El contacto de los dedos con el cérvix uterino le causó una oleada de dolor que se extendió hacia arriba por su columna vertebral haciéndola estremecerse. Y el dolor fue enloquecedor, cuando el hombre, revolviendo la mano en el interior de la destrozada vagina, consiguió sujetar con los dedos el cuello de la matriz, y empezó a jalar. Cada uno de esos jalones repercutía en dolorosos espasmos empezando en las caderas y extendiéndose pronto por todo el cuerpo.
Qué mejor manera de hacer sufrir a una mujer que arrancarle en vida la matriz. Haciendo fuerza, luchando hasta sentir que el brazo le dolía y el cuerpo se le bañaba de sudor, consiguió sujetar con firmeza el resbaladizo órgano y empezó a jalar de nueva cuenta. Jaló, jaló sin importarle los lamentos ahogados que escapaban de la garganta de la mujer. Ni sus toses y agónicos estertores. Ni sus movimientos desesperados. Sin hacer el menor caso del sufrimiento de ella, cuando la orina volvió a escapar a borbotones, y la mierda escurrió por el destrozado culo.
Para él solo importaba una cosa. Arrancar aquella matriz que tanto se le resistía. Y siguió forcejeando. Una y otra vez los dedos se le resbalaron y la mano salió del cuerpo de la infeliz, y una y otra vez volvió a enterrársela, sujetando de nuevo el cuello uterino y jalando con renovadas ansias. Jalar, solo jalar. Ya no se cuidaba, y la orina sanguinolenta de la mujer le empapaba los pantalones sin que hiciera el menor caso. Poseído por un frenesí asesino continuaba su lucha particular con las entrañas de la chica.

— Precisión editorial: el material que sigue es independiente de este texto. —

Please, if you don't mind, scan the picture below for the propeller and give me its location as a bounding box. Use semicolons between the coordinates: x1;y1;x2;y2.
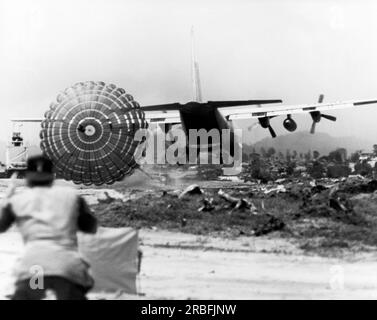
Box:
258;117;276;138
310;94;336;134
267;125;276;138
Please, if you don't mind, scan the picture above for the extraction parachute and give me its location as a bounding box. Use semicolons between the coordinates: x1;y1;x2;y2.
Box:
40;81;148;185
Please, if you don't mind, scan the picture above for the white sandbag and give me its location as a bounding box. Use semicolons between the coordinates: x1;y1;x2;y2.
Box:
78;227;138;294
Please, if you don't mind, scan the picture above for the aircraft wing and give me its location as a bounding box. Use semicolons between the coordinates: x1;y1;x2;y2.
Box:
141;99;282;123
219;100;377;120
145;110;181;123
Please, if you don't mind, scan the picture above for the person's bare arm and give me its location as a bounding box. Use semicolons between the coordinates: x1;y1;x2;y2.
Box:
0;202;16;232
77;197;97;233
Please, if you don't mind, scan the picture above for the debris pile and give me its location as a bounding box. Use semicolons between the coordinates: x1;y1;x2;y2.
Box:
87;176;377;254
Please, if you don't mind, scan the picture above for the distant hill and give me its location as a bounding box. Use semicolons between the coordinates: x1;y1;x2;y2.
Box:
243;131;377;155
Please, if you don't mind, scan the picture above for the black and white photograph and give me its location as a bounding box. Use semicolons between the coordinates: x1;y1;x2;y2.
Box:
0;0;377;304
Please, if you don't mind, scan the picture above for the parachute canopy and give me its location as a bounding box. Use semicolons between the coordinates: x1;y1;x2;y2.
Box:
40;81;147;185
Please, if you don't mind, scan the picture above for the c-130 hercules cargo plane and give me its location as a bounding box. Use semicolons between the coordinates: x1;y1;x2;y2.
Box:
7;30;377;180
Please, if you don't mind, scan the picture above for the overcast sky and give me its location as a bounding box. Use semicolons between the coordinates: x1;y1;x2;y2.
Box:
0;0;377;145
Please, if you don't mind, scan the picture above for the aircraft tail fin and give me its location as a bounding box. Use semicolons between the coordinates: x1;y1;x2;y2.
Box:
191;27;203;102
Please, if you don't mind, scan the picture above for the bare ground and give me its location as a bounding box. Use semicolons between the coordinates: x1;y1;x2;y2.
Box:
0;174;377;299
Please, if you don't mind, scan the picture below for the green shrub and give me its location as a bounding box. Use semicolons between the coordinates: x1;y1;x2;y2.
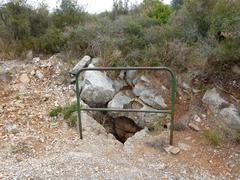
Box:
203;130;222;146
143;0;173;24
49;106;63;117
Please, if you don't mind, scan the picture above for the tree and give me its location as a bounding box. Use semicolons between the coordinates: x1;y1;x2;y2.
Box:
112;0;129;19
0;1;32;40
171;0;184;9
52;0;84;29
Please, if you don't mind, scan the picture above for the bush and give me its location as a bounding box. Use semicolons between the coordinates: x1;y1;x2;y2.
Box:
203;130;222;146
49;106;62;117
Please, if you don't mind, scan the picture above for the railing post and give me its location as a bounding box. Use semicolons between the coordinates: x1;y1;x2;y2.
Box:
72;67;176;145
170;72;176;145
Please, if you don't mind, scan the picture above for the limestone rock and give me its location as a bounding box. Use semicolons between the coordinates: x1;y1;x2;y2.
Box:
202;88;227;112
81;65;115;107
220;107;240;131
108;92;164;128
70;56;91;74
35;70;44;79
188;123;200;132
32;57;41;64
123;127;149;154
164;146;180;155
133;83;167;109
20;73;30;84
178;142;191;151
26;50;33;60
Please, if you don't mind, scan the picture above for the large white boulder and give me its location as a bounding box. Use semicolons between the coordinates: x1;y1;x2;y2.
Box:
202;88;227;112
220;106;240;132
108;92;164;128
133;76;167;109
81;64;115;107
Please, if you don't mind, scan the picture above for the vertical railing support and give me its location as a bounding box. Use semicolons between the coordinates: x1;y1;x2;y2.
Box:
72;67;176;145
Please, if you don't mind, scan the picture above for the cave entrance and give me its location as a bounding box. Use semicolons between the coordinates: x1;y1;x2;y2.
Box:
71;67;176;145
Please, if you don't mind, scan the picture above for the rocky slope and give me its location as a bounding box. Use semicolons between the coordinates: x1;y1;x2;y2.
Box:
0;56;240;179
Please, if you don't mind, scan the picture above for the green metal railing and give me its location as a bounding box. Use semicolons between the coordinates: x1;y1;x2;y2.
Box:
72;67;176;145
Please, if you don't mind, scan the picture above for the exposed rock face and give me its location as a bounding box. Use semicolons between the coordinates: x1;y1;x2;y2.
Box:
35;70;44;79
20;74;30;84
108;92;164;128
26;50;33;60
139;89;167;109
220;107;240;132
114;117;141;142
133;76;167;109
81;65;115;107
123;128;149;154
32;57;41;64
70;56;91;74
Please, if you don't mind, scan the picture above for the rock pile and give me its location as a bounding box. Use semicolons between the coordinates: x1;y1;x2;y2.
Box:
202;88;240;136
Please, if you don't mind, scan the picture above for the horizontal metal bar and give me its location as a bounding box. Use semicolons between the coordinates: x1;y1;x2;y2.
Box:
71;67;174;76
80;108;172;114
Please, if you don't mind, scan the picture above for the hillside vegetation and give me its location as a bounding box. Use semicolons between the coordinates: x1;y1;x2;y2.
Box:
0;0;240;76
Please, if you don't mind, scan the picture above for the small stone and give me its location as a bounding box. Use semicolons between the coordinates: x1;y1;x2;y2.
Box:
201;114;207;119
178;142;191;151
35;70;44;79
32;57;40;64
16;154;23;162
4;123;19;134
30;70;36;76
188;123;200;131
192;89;201;94
164;146;180;155
20;73;30;84
193;114;202;123
26;50;33;61
182;82;191;90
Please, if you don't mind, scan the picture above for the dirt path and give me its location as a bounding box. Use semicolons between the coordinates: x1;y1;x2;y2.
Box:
0;60;240;179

Pero la carne cruda es muy resistente, y cuesta trabajo desgarrarla. Además la sangre hacia que los dedos se le resbalaran, y continuaba esforzándose. Poco a poco los movimientos de la mujer fueron haciéndose más débiles. Sin darse cuenta, al forcejear con la matriz, fue apoyándose con mayor peso sobre su vientre, asfixiándola lentamente sin darse cuenta. El hombre pesaba sus ochenta kilos, y ese peso impidiendo a los pulmones llenarse de aire en su totalidad, empezaba a hacer estragos. Además le había ocasionado un violento acceso de vómito, que escapaba por su nariz como a presión, entre desesperados jadeos, lo que agravaba su ya precaria respiración. Y ese dolor, ese dolor insoportable que hacia que todo su cuerpo se estremeciera.
El hombre era muy fuerte. Su infancia y su juventud le habían dado músculos de hierro, y estos fueron venciendo la resistencia del cuerpo de la mujer. Aquello ya duraba mucho tiempo. El estaba completamente bañado en sudor, y respiraba de manera agitada, pero estaba a punto de conseguir su objetivo. Los ligamentos, músculos y demás estructuras anatómicas que detenían al útero en su lugar fueron cediendo poco a poco entre una aterradora hemorragia. La sangre bañaba completamente los genitales de la víctima y las manos de él, pero jalaba.
El indefenso cuerpo fue declarándose vencido. Ya tenía sujetada a la matriz con firmeza, y de esa manera podía jalar con todo. Y jaló a la desesperada, poniendo en juego toda su fuerza, ayudándose incluso con la otra mano que enlazó a su propia muñeca. Ya no se fijaba en que la mujer no se movía, y apenas respiraba entre estertores. Solo jalaba.
Finalmente se puso en pie. En su mano, goteando sangre, sostenía la matriz de aquella mujer, que para entonces ya estaba muerta desde hacia apenas unos cuantos minutos.